I try not to be much of a pedant regarding such matters, and I am far from perfect regarding proper spelling – especially when tired – however just to vent one teensy-weensy pet peeve:
Hypothesis: The old adage of ‘i’ before ‘e’ except after ‘c’ is overused, misleading, and may in fact be practically useless.
Let’s put this one to bed with a little experiment; the first two word-searches are supported by “I before E except after C”.
- I before E after non-C
egrep -i ‘[^c]ie’ /usr/share/dict/words | wc -l = 3697 words
- E before I after C
egrep -i ‘cei’ /usr/share/dict/words | wc -l = 156 words
…and the latter by the opposite of the above adage:
E before I after non-C
egrep -i ‘[^c]ei’ /usr/share/dict/words | wc -l = 2447 words
I before E after C
egrep -i ‘cie’ /usr/share/dict/words | wc -l = 257 words
The respective pairs of numbers are of the same magnitude; if it were significant to do the maths then we could argue that 51% more words (3700ish) are in favour of the adage than against it (2450ish) – but were I were a betting man, I would not like those odds.
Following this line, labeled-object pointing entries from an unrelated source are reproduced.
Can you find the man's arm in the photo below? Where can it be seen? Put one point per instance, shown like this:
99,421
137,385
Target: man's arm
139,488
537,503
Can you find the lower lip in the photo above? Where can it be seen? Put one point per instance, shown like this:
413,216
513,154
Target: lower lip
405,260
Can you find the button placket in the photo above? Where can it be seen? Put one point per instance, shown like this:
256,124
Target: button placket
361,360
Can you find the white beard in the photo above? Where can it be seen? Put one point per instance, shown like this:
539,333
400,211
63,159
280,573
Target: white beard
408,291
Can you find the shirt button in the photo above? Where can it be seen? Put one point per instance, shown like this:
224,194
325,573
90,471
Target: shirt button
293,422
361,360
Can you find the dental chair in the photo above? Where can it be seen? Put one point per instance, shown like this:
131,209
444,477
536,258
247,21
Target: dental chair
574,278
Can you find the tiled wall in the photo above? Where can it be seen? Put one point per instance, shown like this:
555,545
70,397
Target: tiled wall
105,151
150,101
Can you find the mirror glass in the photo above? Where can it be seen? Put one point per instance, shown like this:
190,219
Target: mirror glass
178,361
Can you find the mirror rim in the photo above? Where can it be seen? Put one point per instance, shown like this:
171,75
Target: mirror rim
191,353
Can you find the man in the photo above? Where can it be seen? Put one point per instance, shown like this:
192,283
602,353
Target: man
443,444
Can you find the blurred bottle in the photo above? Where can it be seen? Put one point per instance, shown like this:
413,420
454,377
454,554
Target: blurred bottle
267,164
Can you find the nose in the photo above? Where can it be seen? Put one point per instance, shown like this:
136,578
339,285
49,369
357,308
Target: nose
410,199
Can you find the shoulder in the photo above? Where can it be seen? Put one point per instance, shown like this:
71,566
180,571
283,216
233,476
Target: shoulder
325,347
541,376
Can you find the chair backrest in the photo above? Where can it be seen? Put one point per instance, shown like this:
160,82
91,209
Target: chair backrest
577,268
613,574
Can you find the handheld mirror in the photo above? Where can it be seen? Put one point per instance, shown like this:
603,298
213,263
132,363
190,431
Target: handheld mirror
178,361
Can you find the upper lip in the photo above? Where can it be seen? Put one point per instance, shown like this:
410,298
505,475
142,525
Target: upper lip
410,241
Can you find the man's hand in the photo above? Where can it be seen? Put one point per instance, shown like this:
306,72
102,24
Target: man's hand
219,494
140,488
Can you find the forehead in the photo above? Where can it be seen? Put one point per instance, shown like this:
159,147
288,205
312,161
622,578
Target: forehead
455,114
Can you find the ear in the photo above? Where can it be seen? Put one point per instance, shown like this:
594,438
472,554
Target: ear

Three-to-two in favour smells like a hung verdict to me.
Amongst the words which go against the rule and I often encounter misspelled, are:
- deign
- deity
- heiress
- heirloom
- seize
- vein – people give up on this one and just misuse vain, but worst of all comes:
- weird
Why do so many people have problems with “weird”? Strangely I rarely encounter being or feisty, height or (pointedly) weight misspelled. “Weird” is only a stone’s throw away from the latter.
For those who want to nitpick, the provenance of the dictionary in this experiment is the MacOS X v10.3.9 wordlist, which comes with the following note:
Welcome to web2 (Webster’s Second International) all 234,936 words worth. The 1934 copyright has elapsed, according to the supplier. […] The wordlist makes a dandy ‘grep’ victim.
…so it’s an old Webster which I therefore believe is adequate for the needs of this posting.
Anyway – I’m off to bed. Enjoy. HTH. HAND.